We Can Handle the Proof
Honestly, the cinnamon rolls probably over-proofed a bit. Consequently, they were a bit on the large side. We pulled them from the holding cabinet and placed them in the ovens. Both the RTV Retherm Oven and the CHV Cook and Hold Oven were set to 200°F Vapor Temp, 350°F Air Temp. The bread loaves soon followed.
After about 14 minutes, the cinnamon rolls were ready to pull from the RTV oven, and the bread roll tray was turned and put back in the oven for another five minutes. Simultaneously, the products in the CHV oven were turned and baked a few more minutes. Total time was about 20 minutes in the CHV.
In the end the rolls from the RTV, being over-proofed to begin with, nearly tripled in size. Nonetheless they were gorgeous and smelled wonderful. The CHV oven rolls looked great too.
To top them off, we made a classic glaze. We combined about 1-1/2 cups of confectioner’s sugar, a half teaspoon of vanilla, and a tablespoon of half & half. For this purpose you’ll want to experiment with the mixture to get the proper consistency – thick but not too thick, and runny but not too runny. You want it to stay on the roll. Primarily, rolls should be warm, not hot, so that the glaze will ooze into the grooves on the rolls.
The petite rolls were removed from the ovens at 22 minutes. They came out golden brown and lovely.
In conclusion, our baking day showed that whether you’re aiming for speed (retherm oven) or finesse (cook and hold oven), CVap ovens are excellent for baking.
Added bonus: while we were busy baking these beautiful buns, we decided to try something a little different. Using the bread dough, we made some fresh hot pretzels. Check out that blog.
- 2.25-oz cinnamon rolls (Rich’s sku# 03439)
- 5-oz cinnamon rolls (Rich’s sku# 01646)
- Petite 6-oz white bread dough (Rich’s sku# 08651)
Remove products from the freezer the night before, cover in plastic wrap, and allow to retard in the refrigerator. Slack on the counter for about an hour before placing in a CVap cabinet to proof.

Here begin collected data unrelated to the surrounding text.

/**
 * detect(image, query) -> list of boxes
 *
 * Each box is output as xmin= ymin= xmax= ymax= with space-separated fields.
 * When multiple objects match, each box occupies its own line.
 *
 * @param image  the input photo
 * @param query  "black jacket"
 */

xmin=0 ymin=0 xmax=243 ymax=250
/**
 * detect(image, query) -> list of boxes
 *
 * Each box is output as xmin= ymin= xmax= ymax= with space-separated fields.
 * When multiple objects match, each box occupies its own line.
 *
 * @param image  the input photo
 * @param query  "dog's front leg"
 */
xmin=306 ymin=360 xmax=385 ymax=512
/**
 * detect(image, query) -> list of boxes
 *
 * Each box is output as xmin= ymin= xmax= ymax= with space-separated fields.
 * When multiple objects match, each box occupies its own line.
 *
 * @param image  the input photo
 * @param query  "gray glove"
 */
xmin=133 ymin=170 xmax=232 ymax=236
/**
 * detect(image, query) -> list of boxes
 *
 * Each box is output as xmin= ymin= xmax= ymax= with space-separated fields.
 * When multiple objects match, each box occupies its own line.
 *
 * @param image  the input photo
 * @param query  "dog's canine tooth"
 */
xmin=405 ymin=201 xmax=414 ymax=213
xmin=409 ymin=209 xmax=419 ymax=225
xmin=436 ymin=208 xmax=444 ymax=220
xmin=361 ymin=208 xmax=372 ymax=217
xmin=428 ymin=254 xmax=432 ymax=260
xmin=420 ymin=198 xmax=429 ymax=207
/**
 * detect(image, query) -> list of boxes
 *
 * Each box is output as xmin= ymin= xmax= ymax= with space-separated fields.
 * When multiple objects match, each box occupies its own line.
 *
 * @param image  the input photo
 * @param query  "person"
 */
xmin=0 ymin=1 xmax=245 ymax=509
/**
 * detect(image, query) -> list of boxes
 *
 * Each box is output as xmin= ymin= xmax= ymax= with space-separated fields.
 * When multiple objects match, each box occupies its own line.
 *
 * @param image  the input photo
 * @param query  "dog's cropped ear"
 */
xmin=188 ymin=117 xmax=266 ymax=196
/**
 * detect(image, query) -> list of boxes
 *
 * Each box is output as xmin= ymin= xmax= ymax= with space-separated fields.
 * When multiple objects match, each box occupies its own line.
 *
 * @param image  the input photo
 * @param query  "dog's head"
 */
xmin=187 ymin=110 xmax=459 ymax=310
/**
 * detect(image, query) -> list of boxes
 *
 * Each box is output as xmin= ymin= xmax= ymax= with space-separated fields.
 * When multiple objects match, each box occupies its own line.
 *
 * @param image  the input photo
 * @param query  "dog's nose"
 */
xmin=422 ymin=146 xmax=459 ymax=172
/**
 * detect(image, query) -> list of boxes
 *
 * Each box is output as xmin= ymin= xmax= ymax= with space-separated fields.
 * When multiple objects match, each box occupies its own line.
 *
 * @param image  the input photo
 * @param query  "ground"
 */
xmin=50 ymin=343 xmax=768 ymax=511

Proof in CVap Holding Cabinet or Oven set at 100°F Vapor, 103°F Air until sufficiently risen.
Preheat CVap oven (cook & hold or retherm) to 200°F Vapor Temp, 350°F Air Temp.
RTV Cook Time
Cinnamon Rolls – 14 Minutes
Petite Rolls – 20 Minutes
CHV Bake Time
Cinnamon Rolls – 20 Minutes
Petite Rolls – 22 Minutes
Finish cinnamon rolls with glaze mixture.
- 1-1/2 cups confectioner’s sugar
- 1/2 teaspoon vanilla
- 1 tablespoon half & half.
Experiment with the mixture to get the proper consistency. Drizzle onto the rolls. Rolls should be warm, not hot, so that the glaze will ooze into the grooves on the rolls.